PASADENA — After more than 2 1/2 years of preparation, debate and workshops, the Board of Directors has finally adopted a new Civic Center master plan, amending a vision of the city drafted in 1923.
But the approval came reluctantly.
The Pasadena Chamber of Commerce, the owners of Plaza Pasadena and board members Kathryn Nack and John Crowley all sought Tuesday to postpone the final decision, which had been delayed last month.
"If we have been working 21 months on this, it doesn't seem 30 days would make that much difference," said chamber President Ann Hight.
Hight asked for a 90-day delay for the chamber to prepare an economic impact report, then switched to pleading for a 30-day postponement when she sensed opposition from Mayor William Thomson and Director Rick Cole.
Can 'Revisit Issues'
"We're not putting something in concrete this evening," Thomson said. "We'll have ample opportunity to revisit any of the issues."
"This is a framework," agreed Cole. "It allows different kinds of development, perhaps housing, perhaps commercial."
In a 5-1 vote, with Crowley opposed and Nack abstaining, the board adopted the master plan and certified the final environmental impact report for an area that spans roughly from the Foothill Freeway south to Cordova Street and from Los Robles Avenue west to Fair Oaks Avenue.
The plan calls for up to 1.1 million square feet of new office space, 326,000 square feet of new retail space, 1,180 units of new multifamily housing and a 350-room hotel. Development costs are estimated at $60 million.
The board also agreed with a city staff recommendation to create an oversight committee to provide case-by-case consultation to prospective developers. The staff was directed to prepare a Civic Center program budget.

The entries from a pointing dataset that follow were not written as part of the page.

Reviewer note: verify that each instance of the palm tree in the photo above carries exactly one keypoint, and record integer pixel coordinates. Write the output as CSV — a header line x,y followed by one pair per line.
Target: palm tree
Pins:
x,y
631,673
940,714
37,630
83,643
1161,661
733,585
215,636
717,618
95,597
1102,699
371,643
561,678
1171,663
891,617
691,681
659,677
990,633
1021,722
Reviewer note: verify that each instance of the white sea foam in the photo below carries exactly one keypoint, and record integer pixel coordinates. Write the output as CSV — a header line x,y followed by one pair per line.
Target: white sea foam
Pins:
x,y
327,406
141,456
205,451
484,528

A recommendation that the glass windows and doors be removed from the two-story Plaza Pasadena shopping center archway on Garfield Avenue was left open for further discussion.
Objections to the plan's adoption Tuesday centered, as they did last month, on that controversial recommendation.
The city has pinned much of its hope for downtown revitalization on the plaza, which was built in 1980. The shopping center stands on Colorado Boulevard between the Beaux Arts-style Central Library and City Hall and the Pasadena Civic Auditorium. The plan suggests removing the glass in order to link the two structures and provide a 24-hour pedestrian thoroughfare through the arch.
But Nat Read, a spokesman for the Hahn Co., which built and operates the mall, said such a proposal would cut the mall in two and drive out businesses. The May Co. already has left the mall, Read said, and the J. C. Penny Co. would probably follow if the glass were removed.
"I sense an almost unbelievable depth of emotion (over the issue)," Read said. "There's been an unhappiness with the Hahn Co. . . . but we are shooting ourselves in our foot in Pasadena trying to get back at Hahn, if that's what's in this provision for opening up the mall."
Hahn attorneys researched the city's easements in the shopping center, granted when the mall was built. Any change in those easements could subject the city to "an unbelievable legal morass," Read said.
He suggested a 30-day delay to allow for a Sept. 28 meeting between Hahn architect Jon Jerde and the mayor to resolve the issue. Hight sided with the Hahn company in her call for an economic impact report that would evaluate the impact of dividing the mall.
However, the board avoided action on the issue by specifically leaving that proposal open for future discussion.
The board also postponed detailed discussion of how a senior center, All Saints Episcopal Church, the Pasadena YWCA and Kaiser Permanente would be affected by the Civic Center Plan.
Crowley sought a delay to discuss zoning matters in detail.
Nack was similarly concerned that the board had not conducted in-depth discussion of the senior center and the YWCA.
Crowley suggested a one-hour briefing by project architect Donlyn Lyndon, of Lyndon/Buchanan Associates. But Thomson objected, saying of the groups, "They're not here this evening, so these concerns must have been satisfied."
As part of its Civic Center discussion, the board reviewed a proposed design for Centennial Square, the broad concrete expanse in front of City Hall.
The design calls for the City Hall steps to become a symbolic gathering point for the city. Toward that end, Lyndon has proposed a broad walkway under an avenue of fruit trees along Holly Street. Trees would also line Garfield Avenue in order to direct the eye toward City Hall.
A semicircular arcade would be built around the curving sidewalks in front of City Hall to allow for wisteria vines to shade the area; fountains and seats would also be installed. If desired, underground parking for 300 vehicles could be built beneath the square, with elevators and stairs leading from the parking are to the arcade.
The cost of the project is estimated at $4 million, or $4.5 million if underground parking is added.
"This strikes me as a little overdone, gilding the lily," said Cole. But he added that he supports the proposal because, as with the Civic Center plan which he originally opposed, he has been persuaded of its benefits to the city.
The Centennial Square proposal will be presented again at 2:30 p.m. Oct. 10 for public comment.